This article is in The Spectator’s February 2020 US edition. Subscribe here.
‘I am a woman,’ Ada Gobetti wrote in a clandestine Piedmont newsletter in 1943. ‘An insignificant little woman, who has revolutionized her private life — a traditionally female one, with the needle and the broom as her emblems — to transform herself into a bandit…I am not alone.’
Ada, one of four female partisans whose interconnected stories weave through this history, knew what few Germans or Italian fascists yet suspected. All across Nazi-occupied northern and central Italy, thousands of women had started to resist. Factory workers subtly sabotaged the products of their forced labor. Village women whisked men into the hills, feeding and sheltering them as they organized into guerrilla units. Others, many still teenagers ‘with pigtails and white socks’, served as staffette — acting as lookouts, liaising between the fledgling partisan groups, transporting messages and weapons, preparing and distributing clandestine literature, and identifying and sometimes collecting the bodies of executed men.
A significant number also trained in the use of firearms before specializing in rescues, hostage-taking and sabotage attacks, fighting as equals alongside their male comrades. Yet this is a history little remembered and even less understood today.
A House in the Mountains, the final volume in Moorehead’s acclaimed Resistance Quartet — about women who fought fascism in occupied Europe — opens in the sultry summer of 1943. After 21 years of dictatorship and three of war, Mussolini was about to be deposed by his own Grand Council. A key part of his credo had been that men and women are inherently different. After his initial downfall, women of both fascist and antifascist persuasions felt inspired to defend family and country.
While Moorehead recognizes the role of the Fasci Femminili, the fascist women’s league, her focus is on the resourceful female partisans. As Italy lurched from the energy of revolution to the chaos and horror of civil war, these impressive women gained a taste for previously unknown freedom, activity, camaraderie and respect. Their fight became for the liberation of Italy not only from German occupation but also from homegrown fascism; their allegiance was to a new Italy in which they would have equal voices, opportunities and rights.
One reason women were so invaluable in resistance movements across Europe was that their sex made them less suspicious. In Italy, it took time for Nazis and fascists to recognize the role the women played. As Moorehead’s meticulous research and eye for human detail make evident, male partisans were also often surprised by the staffette’s attitudes and abilities. ‘I am not a donnetta,’ one coolly responded to the thanks of her commander, after the ‘little girl’ had brought a message across enemy lines where the two male couriers before her had been killed. ‘I am a donna.’
The book is packed with such stories, but inevitably there is also much that makes difficult reading.
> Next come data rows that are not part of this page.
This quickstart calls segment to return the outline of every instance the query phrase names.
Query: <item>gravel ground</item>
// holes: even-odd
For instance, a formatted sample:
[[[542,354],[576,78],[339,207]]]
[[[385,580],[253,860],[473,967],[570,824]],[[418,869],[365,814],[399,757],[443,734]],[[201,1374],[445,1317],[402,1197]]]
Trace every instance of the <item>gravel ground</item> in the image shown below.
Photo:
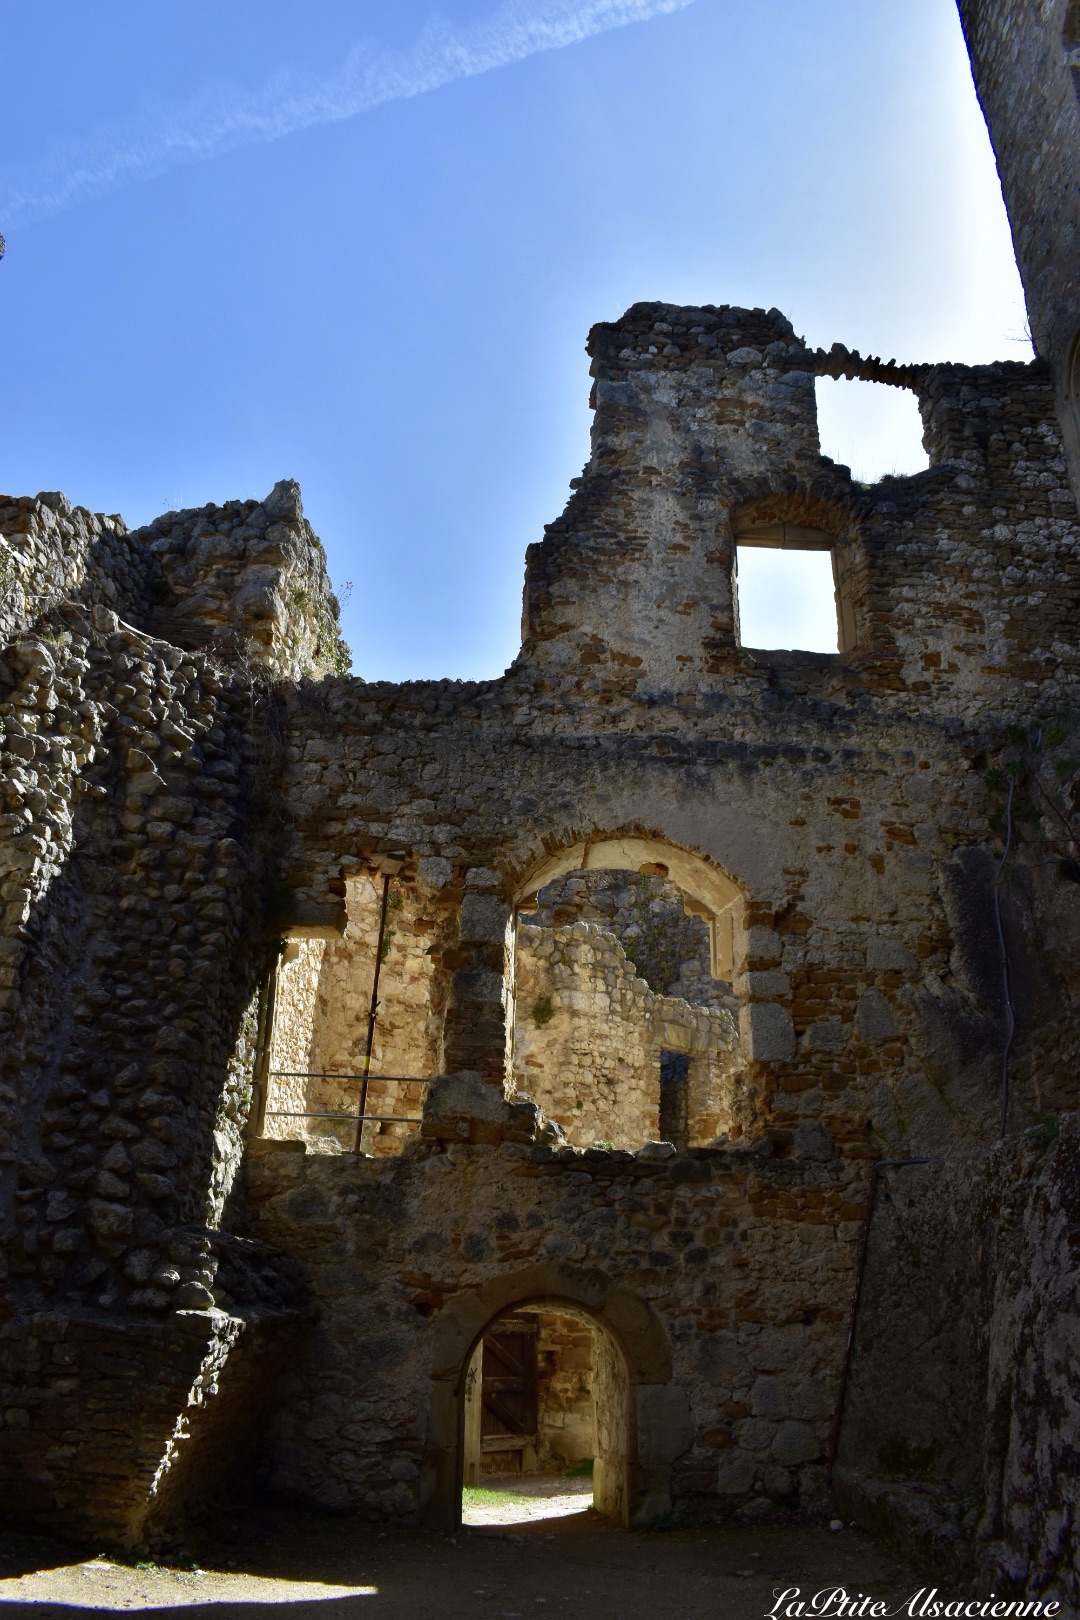
[[[284,1604],[290,1620],[759,1620],[786,1587],[840,1584],[893,1607],[926,1581],[847,1529],[626,1531],[588,1507],[455,1536],[261,1509],[193,1537],[172,1567],[0,1532],[0,1620],[282,1620]]]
Many staffette were suspected by their own side, and when the occupying Germans started to realize what the laughing girls whose heavy bags they helped to carry and the old ladies to whom they offered their seats on the tram were actually up to, their response was brutal.
This is a rich telling of complex but fascinating history, not solely addressing the female story, but including it within the whole. Striking themes include the uneasy relations between the Italian partisans and the Allies, particularly the British, and the implicit parallels and differences between resistance movements in Italy and in countries such as France and Poland, which also hoped to welcome Allied forces as equals rather than liberators.
It is, however, Moorehead’s sensitive use of the inspiring if sometimes harrowing stories of Ada and her comrades Frida Malan, Silvia Pons and Bianca Serra, and the Jewish and partisan circles around them, including that of Primo Levi, which really brings new insight to her account of the liberation of Italy. A useful chronology and list of the principal characters, of whom there are many, helps readers to keep track.
After the war, the vital role played by Italian female partisans was belittled as resistenza passiva, as opposed to the resistenza armata of their male comrades. Most staffette were excluded from victory parades, and the few who were allowed to march at the back heard themselves abused as ‘whores’. The equal opportunities for which the women had fought would take decades to emerge. This brilliant book restores women to the heart of the Italian resistance story, making clear that they performed all the same activities as the men while facing precisely the same dangers, if with supplementary goals.
‘I hate neutrality in all its forms,’ Gobetti, who had a postwar political career, later wrote. ‘You have to believe in something and then fight for it, not impersonally but with the greatest passion.’ Between 1943 and 1945, many other Italian women discovered that they, too, hated neutrality. This, at last, is their powerful story.